I keep forgetting to do these.
But anyway, here is one, because I am feeling really low and depressed and useless. I've been having a really hard time to get myself to work on things; art or working out. Even some house chores take longer than they really should.
My energy levels, I feel, have been lower than normal too. There's been a rather lot of days(more than there should ever be) where I just feel low energy, or cramping and a tad.. sick and off?? in some pain. I don't want it to be an excuse, and I feel like I'm using it for one. I still do stuff in this state, but it all feels like it takes so much more energy to do it. So then I just do the bare minimum.
I've also hard another rough blow to my self esteem; I applied for a short term QA job, and thought I would get it, but then did not. Although when I talked it over with Hubs about the one technical question they gave, I had missed something big; in my assumptions in everything. I try to not let it get to me, but I don't think I'm quiet over it yet.
I have been working on some things, so it's not like I haven't been doing NOTHING, but it all feels like not enough. I could be doing more things, like actually working out. (But if it takes so much will power to just do dishes, and feeling so low energy, is working out really something I can do?)
Okay, so what HAVE I done this last month?
- Quick t-shirt design for TN.
- Some panels and a banner for a person.
- Working on a larger panel theme (got like 5 of them done???)
- Worked on a logo for TN
- Did do a small piece with the Garden Pals; trying out a new design for them.
- Made a bat plushie!!!
- Still working on the scarf (Getting a few 8-row increments a week)
- Kept up on my QA work (bare minimum, I do NEED to do more with it)

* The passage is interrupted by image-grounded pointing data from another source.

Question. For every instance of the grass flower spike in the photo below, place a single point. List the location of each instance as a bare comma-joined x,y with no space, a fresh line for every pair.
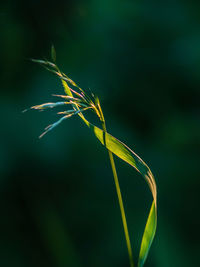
79,102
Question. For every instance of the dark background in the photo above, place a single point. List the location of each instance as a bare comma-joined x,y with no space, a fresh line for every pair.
58,204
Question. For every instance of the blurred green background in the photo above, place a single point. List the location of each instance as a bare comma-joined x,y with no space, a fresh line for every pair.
58,204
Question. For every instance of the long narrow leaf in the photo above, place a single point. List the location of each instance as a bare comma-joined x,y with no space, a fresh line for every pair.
126,154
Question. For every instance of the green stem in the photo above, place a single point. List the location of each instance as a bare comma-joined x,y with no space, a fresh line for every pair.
119,195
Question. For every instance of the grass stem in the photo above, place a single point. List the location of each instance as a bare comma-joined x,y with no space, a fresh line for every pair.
121,205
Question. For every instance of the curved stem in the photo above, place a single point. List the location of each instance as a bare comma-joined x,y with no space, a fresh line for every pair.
119,195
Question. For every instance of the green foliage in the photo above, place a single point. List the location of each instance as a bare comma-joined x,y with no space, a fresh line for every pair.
82,102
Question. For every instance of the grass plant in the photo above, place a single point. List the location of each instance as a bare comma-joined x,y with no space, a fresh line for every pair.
80,102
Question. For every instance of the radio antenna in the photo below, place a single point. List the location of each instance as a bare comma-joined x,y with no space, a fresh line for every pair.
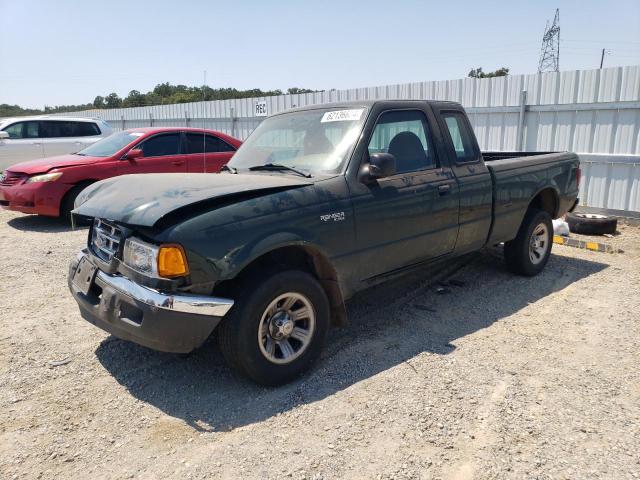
204,137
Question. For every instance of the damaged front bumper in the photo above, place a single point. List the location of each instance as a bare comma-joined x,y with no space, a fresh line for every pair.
167,322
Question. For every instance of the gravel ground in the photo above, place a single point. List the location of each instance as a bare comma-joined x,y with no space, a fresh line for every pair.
501,377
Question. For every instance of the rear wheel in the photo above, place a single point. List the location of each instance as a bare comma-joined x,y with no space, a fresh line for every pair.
276,328
529,252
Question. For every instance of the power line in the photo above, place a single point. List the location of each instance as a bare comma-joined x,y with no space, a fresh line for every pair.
550,50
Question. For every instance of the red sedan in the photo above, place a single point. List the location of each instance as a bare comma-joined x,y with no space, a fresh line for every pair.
49,186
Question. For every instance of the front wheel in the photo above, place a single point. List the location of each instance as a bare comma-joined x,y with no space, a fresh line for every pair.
276,328
529,252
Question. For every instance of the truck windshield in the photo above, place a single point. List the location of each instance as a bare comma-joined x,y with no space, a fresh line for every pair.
316,141
110,145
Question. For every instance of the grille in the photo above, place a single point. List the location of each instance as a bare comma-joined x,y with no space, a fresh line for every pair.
105,239
9,178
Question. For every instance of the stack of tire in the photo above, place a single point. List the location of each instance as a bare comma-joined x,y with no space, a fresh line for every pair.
591,223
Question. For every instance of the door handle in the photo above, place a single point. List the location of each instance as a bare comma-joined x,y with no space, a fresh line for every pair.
444,189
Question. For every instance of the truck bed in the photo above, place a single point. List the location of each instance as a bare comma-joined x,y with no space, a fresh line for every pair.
516,178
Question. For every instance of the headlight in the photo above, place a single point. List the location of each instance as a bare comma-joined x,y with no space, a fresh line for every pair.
141,256
47,177
164,261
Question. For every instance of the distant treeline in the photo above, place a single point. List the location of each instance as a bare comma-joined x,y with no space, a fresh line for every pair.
162,94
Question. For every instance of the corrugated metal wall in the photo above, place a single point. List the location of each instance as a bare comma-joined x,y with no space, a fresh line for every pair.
594,112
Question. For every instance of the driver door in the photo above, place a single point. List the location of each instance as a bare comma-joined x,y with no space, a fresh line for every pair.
411,216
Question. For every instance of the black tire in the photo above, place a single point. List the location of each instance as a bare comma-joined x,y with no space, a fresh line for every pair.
517,254
591,224
238,332
67,205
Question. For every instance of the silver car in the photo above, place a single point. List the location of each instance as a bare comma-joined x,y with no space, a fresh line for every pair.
28,138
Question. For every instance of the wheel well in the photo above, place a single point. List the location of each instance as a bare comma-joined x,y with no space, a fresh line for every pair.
546,200
307,259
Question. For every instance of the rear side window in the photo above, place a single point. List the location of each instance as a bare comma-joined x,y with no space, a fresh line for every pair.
23,130
404,134
162,145
210,144
460,137
61,129
86,129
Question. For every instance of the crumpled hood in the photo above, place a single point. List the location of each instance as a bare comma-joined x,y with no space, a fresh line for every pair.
43,165
143,199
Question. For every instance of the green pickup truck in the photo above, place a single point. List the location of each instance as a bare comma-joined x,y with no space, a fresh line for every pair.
318,203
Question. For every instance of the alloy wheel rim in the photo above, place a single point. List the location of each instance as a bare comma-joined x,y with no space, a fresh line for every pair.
538,243
286,328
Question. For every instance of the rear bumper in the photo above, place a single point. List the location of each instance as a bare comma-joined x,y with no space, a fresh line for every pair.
161,321
38,198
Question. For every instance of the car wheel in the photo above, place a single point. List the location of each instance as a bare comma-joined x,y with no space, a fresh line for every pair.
529,252
591,223
276,328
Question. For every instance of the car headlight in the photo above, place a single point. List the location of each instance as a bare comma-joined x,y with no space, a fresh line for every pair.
156,261
141,256
46,177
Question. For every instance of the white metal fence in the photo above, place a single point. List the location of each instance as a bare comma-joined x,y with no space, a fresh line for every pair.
595,113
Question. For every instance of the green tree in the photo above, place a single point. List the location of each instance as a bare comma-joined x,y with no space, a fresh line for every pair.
134,99
478,73
98,102
295,90
113,101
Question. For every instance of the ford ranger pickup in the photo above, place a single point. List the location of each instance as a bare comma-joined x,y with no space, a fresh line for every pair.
318,203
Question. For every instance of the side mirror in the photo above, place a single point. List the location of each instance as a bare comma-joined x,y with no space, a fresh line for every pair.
134,153
380,165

That's still a good deal of stuff!
So what Do I want to work on for the next 2-4 weeks?
- Working out
- CSS and websites
- an extra 30-60 min of QA testing (compatibility)
- More art
A I always feel I do better with a schedule, but it's so hard for me to stick to one when it's just myself and house things. I'm not really sure how to get around that, but I have had mild success before, so I think I'm just going to have to try harder. Working out
- I do 100% prefer to do it in the morning. I would love to do start it at 9, however a lot of times I'm, just rolling hubs out of bed. I think, if I try to do Yoga at 8:30, that might be better. If not that, then start hooping as soon as he leaves. Move the coffee table, put on Ronja, and do 10-30 min! The goal is to try and do this 3 times a week, so not even every day! CSS
- I have no idea when a good time for me to work on this is. I thought morning, then afternoon, but none seem to have felt "right". Mornings are often house chores, until even up to 2 or later. I think, I'll try to do 4-5 for CSS. I usually go "Ooaf" and relax some before doing whatever I need to start dinner. But there's hardly ever any house chores I do at that time. I think giving it that chunk will be good. I can start what I need for dinner and then have 30 or so min to relax (as dinner is cooking and just waiting for hubs to come home at that point)Extra QA
- Honestly, this isn't even "extra" stuff. They are things I should
be doing, but have not because the mobile experience is such crap. The extra time will be nice on the paychecks, as I feel it's fallen to the way some. I will dedicate more time on Fridays to doing this job. There's no reason why I can't. I should make sure as many house chores are done the day before, or to be done Saturday, so they will not be an excuse to put this time off.Art
- I don't know what I can do other than sit down and do this. I have been actually working on things, and I just need to keep it up.
I've been feeling like I could really use a therapist lately. I don't want to go through the steps of trying to find one; I'm so weird about it. This post has helped me refocus some. I'm going to talk to my gyno about some issues that might be related to the energy levels, which I think if that can be fixed, will be a large help.
If, in the 2-4 weeks when I re-eval everything, I still feel like I'm struggling badly, I will start the process of finding someone. The first step will probably be to figure out what KIND of therapist I want; like what their specialty is. I know my thoughts on that has changed a bit. Luckily I have met someone who I think would be okay with my talking to her about it and giving me some ideas on what to look for.